As the greatest Christian Platonist of the twentieth century, Lewis takes Plato’s allegory of the chariot and uses it to teach a deeper truth than Plato did. Plato was not wrong to understand human psychology as an ethical struggle between the reason and the passions and he was right about how important it is to train the affections or feelings to align with the reason in order to keep the appetites under control. But Lewis gave the allegory an even deeper interpretation by placing the moral struggle within the context of the spiritual battle for souls that goes on daily in this life. Ultimately, what is required for the spiritual life is faith in Christ as Savior because only faith provides reason with what it lacks and enables victory over sin. What we cannot do ourselves God does in us. For Lewis, moral education is finally inseparable from piety.
So, what is really going on when children are indoctrinated in gender theory in school or taken to Pride Parades, or exposed to Drag Queen Story Hour? What is happening is both a moral and spiritual corruption of children at one and the same time. It is also an aesthetic corruption of their ability to be drawn to the good and the true by beauty.

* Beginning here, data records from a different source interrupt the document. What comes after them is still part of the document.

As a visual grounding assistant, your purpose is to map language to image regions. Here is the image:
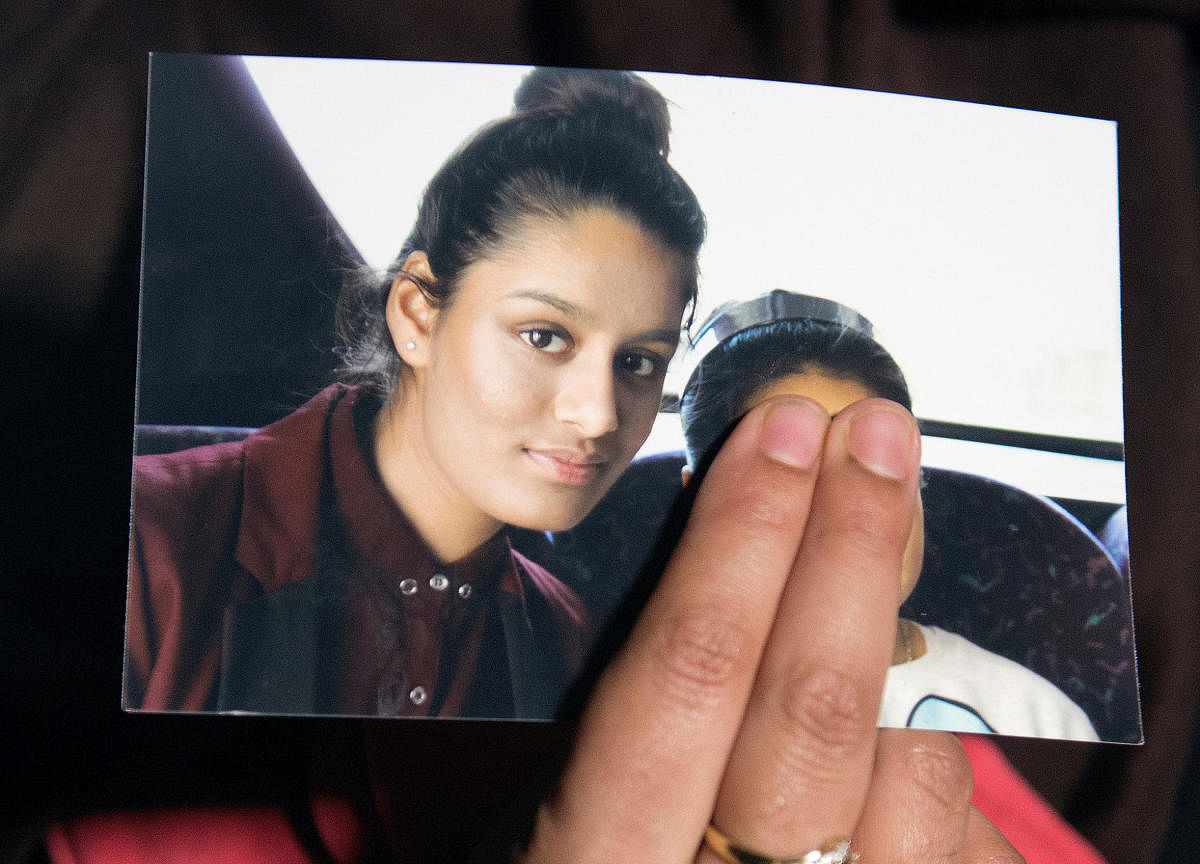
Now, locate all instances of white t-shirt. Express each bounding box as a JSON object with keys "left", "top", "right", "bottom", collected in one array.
[{"left": 880, "top": 626, "right": 1097, "bottom": 740}]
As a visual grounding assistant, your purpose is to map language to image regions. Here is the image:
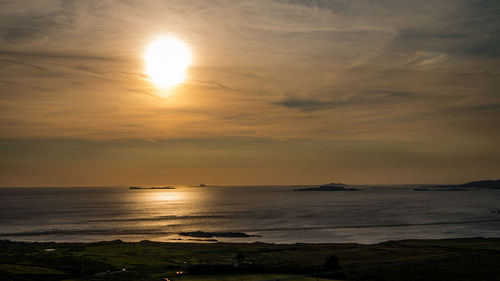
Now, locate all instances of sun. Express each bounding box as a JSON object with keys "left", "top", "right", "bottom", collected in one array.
[{"left": 144, "top": 36, "right": 191, "bottom": 89}]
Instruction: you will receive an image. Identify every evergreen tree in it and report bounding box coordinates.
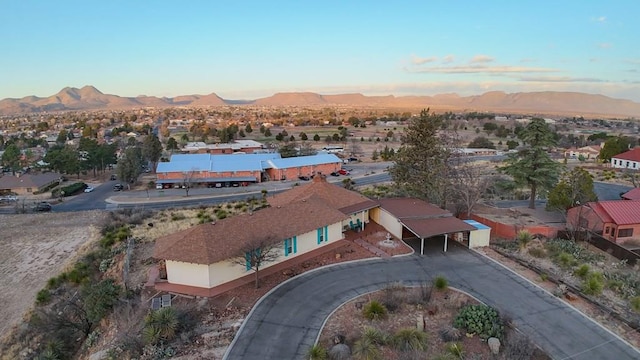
[499,118,561,209]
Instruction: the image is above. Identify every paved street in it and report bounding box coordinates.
[225,244,640,360]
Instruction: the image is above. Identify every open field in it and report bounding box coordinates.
[0,211,105,334]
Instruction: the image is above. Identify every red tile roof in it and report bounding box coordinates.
[267,175,377,215]
[622,188,640,200]
[153,198,347,265]
[588,200,640,225]
[612,147,640,161]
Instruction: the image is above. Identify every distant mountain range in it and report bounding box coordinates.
[0,86,640,118]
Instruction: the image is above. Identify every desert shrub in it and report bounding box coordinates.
[516,230,533,248]
[362,300,387,320]
[574,264,590,279]
[36,289,51,305]
[438,326,463,342]
[556,252,576,269]
[171,213,186,221]
[361,326,389,345]
[529,247,547,259]
[142,307,180,344]
[216,209,228,220]
[453,305,504,339]
[391,328,428,351]
[352,339,382,360]
[433,275,449,291]
[545,239,604,264]
[447,343,464,359]
[582,272,604,295]
[307,344,329,360]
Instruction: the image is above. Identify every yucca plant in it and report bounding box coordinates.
[352,338,382,360]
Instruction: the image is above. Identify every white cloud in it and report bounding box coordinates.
[442,55,456,64]
[408,65,559,74]
[469,55,494,64]
[411,55,438,65]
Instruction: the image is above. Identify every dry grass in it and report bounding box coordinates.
[0,211,105,342]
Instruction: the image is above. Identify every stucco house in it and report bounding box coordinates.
[611,147,640,170]
[567,200,640,242]
[153,175,488,296]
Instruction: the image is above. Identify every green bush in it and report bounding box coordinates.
[516,230,533,248]
[362,300,387,320]
[433,275,449,291]
[36,289,51,305]
[582,272,604,295]
[142,307,180,344]
[529,247,547,259]
[392,328,428,351]
[307,344,329,360]
[453,305,504,339]
[574,264,590,279]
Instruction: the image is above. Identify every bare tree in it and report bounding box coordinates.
[233,235,279,289]
[182,169,198,197]
[450,161,491,215]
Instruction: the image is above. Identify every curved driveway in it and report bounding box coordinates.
[225,247,640,360]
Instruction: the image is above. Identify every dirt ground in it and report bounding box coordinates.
[0,211,105,334]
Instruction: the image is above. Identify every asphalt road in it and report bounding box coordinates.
[224,244,640,360]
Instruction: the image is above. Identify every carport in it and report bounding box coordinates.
[399,215,476,255]
[370,198,476,255]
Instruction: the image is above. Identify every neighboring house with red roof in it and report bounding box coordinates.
[564,145,602,160]
[567,200,640,243]
[611,147,640,170]
[153,175,476,296]
[620,188,640,200]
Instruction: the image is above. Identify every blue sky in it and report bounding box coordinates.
[0,0,640,102]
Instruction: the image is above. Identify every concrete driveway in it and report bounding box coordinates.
[225,244,640,360]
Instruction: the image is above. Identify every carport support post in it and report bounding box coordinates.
[444,234,449,252]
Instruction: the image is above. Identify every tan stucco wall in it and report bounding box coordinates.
[469,229,491,249]
[370,208,402,239]
[166,260,209,288]
[166,222,343,288]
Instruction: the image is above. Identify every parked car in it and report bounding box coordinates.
[33,201,51,212]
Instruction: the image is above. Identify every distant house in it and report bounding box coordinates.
[0,172,62,195]
[564,145,602,160]
[156,153,342,186]
[611,147,640,170]
[620,188,640,200]
[153,176,486,296]
[567,200,640,242]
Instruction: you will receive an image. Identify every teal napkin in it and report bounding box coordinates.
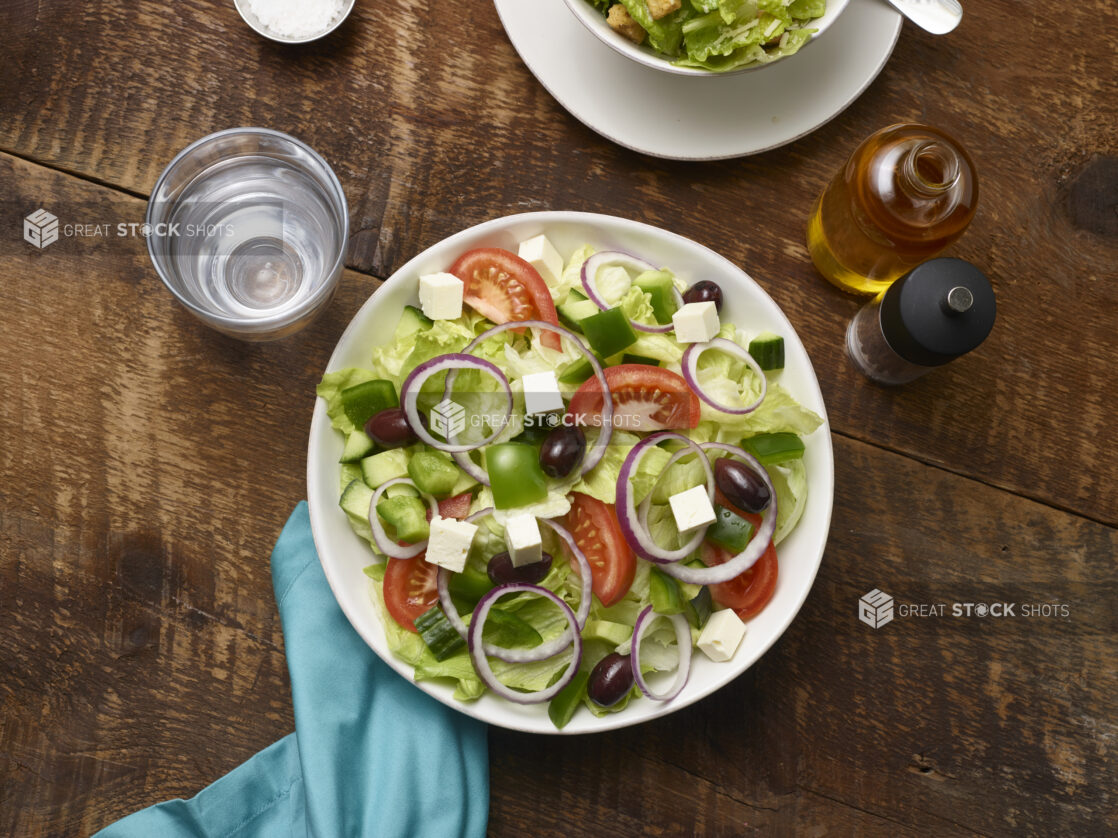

Most importantly, desensitizing children to the binaries of good/evil, beautiful/ugly, and false/true, while their young minds are still impressionable is an effective method of disarming them in the face of the spiritual evil that tempts them to reject God and embrace despair.
Parents may not understand this but the unseen spiritual forces deceiving them into a false enlightenment and false progressivism understand it very well. We live in dark times.